Russia’s rupee problem
  • Putin and Modi: strong emphasis on long term growth

By Rakesh Joshi. Executive Editor, Business India

The Union commerce ministry has been grappling with some mind-blowing statistics and unusual developments, of late. No, it is not just the rise in imports from China and the drop in exports to that country that has led to a trade deficit of almost $79 billion in 2022-23. India’s annual trade with Russia had more than tripled to $44.4 billion in the fiscal year to 31 March 2023, from $13.1 billion the year before.

Discounted oil made up a significant portion of India’s imports, which reached a record 1.68 million barrels a day in April – up six-fold from a year earlier. Russia also overtook Iraq for the first time as the top oil supplier to India in 2022-23. 

In normal circumstances, the dramatic jump in bilateral trade would have been hailed by both Prime Minister Narendra Modi and President of Russia Vladmir Putin as a landmark in the evolution of bilateral ties. However, given the present circumstances, both leaders chose to remain silent. Both leaders had set a target of $30 billion by 2026 at their summit in 2021, a few months before Russia’s invasion of Ukraine.
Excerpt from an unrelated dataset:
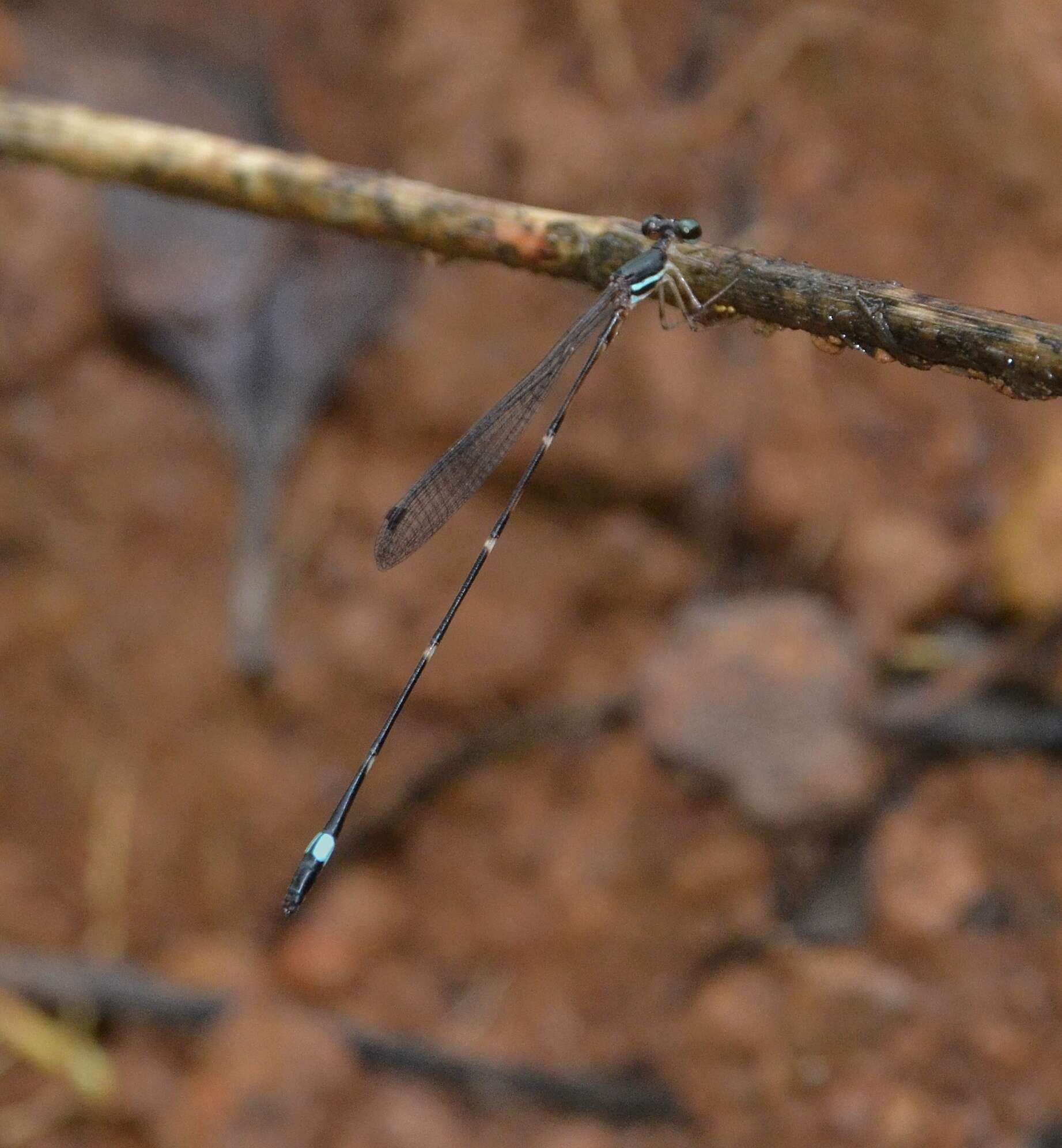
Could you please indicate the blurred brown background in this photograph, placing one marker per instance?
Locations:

In their meeting, they placed a strong emphasis on new drivers of growth for long-term co-operation, as well as on the proposed Trade Agreement between India and the Eurasian Economic Union.

Jump in trade

The rise in bilateral trade between India and Russia happened after New Delhi took advantage of the western sanctions on Moscow following its invasion of Ukraine, to source cheap energy supplies like oil and coal from there. With Russia’s former main crude export markets in Europe banning import and G7 imposing shipping restrictions, more than 90 per cent of Russian seaborne crude headed for Asia – up from pre-war levels of 34 per cent.

The Modi government also embarked on the strategy of settling some of their trade with Russia in rupees. The mechanism worked as a template to draw out similar arrangements with other nations, such as Mauritius and Sri Lanka. Subsequently, the Reserve Bank of India announced a mechanism to settle foreign trade in rupees, aimed at internationalising its use. In all, on paper, India has now permitted 18 trading partner-countries to settle payments in Indian rupees.
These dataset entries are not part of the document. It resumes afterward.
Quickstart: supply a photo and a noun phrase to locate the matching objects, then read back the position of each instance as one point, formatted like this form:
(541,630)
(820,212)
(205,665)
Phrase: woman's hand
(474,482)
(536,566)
The Kremlin initially encouraged India and other countries to trade in national currencies, following sanctions on Russian banks and a ban on transactions using the SWIFT messaging system. But volatility in the rouble soon after the war began meant plans for a rupee-rouble mechanism for oil imports were abandoned. India has resisted pressure from the US to scale back relations with Moscow since the invasion of Ukraine.

Russia then clearly saw geopolitical and business sense in the move, as it was in tune with its stated plan of doing more trade in ‘national currencies and currencies of friendly countries’ to reduce its reliance on US dollars. The US-led sanctions against Moscow gave India a window to buy cheap crude oil from Russia and also make the rupee more acceptable for global trade.
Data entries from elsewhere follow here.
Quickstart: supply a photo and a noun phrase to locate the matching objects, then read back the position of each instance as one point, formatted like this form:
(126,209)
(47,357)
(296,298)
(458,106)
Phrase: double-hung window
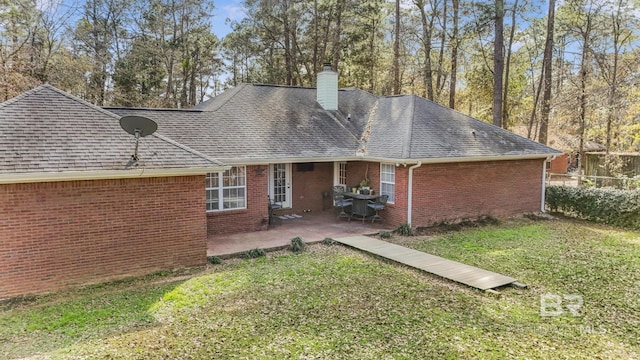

While New Delhi was successful with the first objective, it has not been able to score with the second one. As India emerged a leading buyer of Russian oil in the past 12 months, it started making payments in the rupee.

The sanctions imposed by the US on Russia for invading Ukraine in February 2022 were meant to cripple its economy. Russia got over it by supplying discounted crude to India and China. But, such an arrangement hasn’t quite fully worked out that way, largely for Russia and now partly for India.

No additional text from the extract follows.